New Beginnings

New Beginnings

Sunday, November 16, 2014

Inhale and Exhale Mustard Seeds

Father,


You are beginning a new thing in my life right now.  So many things going on all around me, and I don’t feel like I can even stop to fully inhale and exhale.  To breathe in deeply, feels like I will inhale the true pain and confusion around me, as to almost accept the circumstances.  So, I breathe shallow, and yet so hopeful that You will see me through this one more time.  But, I realize that without a full inhale, can never come the exhale.  The exhale brings about another breath, which allows for life.  Father, help me inhale all that is around me.  The tears from disappointment, the pounding of my heart of anxiousness, and even disappointments.  Help me not to be afraid to breathe deeply, so that I may exhale You and receive life.  Help me not suffocate my spirit, into thinking that I can merely exist until You call me home.  Merely existing is not what you have designed me for.  You have provided this shell and soul with so many life giving attributes, and to merely walk around until You stop my inhale/exhale motion, is death in motion. 

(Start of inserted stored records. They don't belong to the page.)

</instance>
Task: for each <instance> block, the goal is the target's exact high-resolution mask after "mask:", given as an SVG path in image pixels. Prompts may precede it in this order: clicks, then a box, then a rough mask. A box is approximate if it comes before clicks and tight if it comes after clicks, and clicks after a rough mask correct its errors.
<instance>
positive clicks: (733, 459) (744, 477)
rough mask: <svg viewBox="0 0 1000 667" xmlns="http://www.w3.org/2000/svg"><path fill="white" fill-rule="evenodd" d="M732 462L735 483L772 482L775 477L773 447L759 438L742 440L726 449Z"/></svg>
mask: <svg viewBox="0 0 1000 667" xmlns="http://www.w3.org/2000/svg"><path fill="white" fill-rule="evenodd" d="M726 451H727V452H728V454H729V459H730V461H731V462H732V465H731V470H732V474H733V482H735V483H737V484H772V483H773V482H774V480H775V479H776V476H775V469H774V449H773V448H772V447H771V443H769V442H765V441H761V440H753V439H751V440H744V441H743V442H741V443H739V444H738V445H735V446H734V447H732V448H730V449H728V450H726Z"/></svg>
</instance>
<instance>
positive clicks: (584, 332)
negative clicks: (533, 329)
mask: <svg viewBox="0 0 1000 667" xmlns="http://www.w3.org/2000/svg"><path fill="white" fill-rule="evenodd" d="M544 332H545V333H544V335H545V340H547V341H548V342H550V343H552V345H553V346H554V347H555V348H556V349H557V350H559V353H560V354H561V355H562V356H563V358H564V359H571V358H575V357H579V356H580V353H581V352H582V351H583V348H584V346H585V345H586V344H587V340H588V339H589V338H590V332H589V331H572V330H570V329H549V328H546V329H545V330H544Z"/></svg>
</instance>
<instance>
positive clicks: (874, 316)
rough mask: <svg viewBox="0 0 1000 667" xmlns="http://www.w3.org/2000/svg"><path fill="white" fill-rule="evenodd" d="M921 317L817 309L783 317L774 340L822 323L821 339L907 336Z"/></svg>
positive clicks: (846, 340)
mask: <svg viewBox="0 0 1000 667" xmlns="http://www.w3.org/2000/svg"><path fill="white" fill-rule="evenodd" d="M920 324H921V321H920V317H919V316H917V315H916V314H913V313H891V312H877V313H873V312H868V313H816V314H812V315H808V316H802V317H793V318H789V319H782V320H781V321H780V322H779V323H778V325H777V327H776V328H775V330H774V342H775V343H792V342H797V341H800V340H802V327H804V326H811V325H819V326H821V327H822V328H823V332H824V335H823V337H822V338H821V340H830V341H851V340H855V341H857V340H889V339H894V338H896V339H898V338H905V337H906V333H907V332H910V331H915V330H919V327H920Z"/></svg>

The size of a mustard seed
 Father, I yet to understand all that You have been doing over the past two years, and honestly, I have not fully laid down my anxious heart as to what lies ahead, but I do have a portion of hope.  And Jesus said, "If you have faith the size of a mustard seed, you will tell this mountain, 'Move from here to there,' and it will move. Nothing will be impossible for you. (Matthew 17:20 HCSB) Here is the size of a mustard seed that will produce a thunderous movement in creation, if I only believe.  So, Lord with at least this amount of faith, I come to You.  Expecting. Hoping. Desiring for so much more than I could even pray for.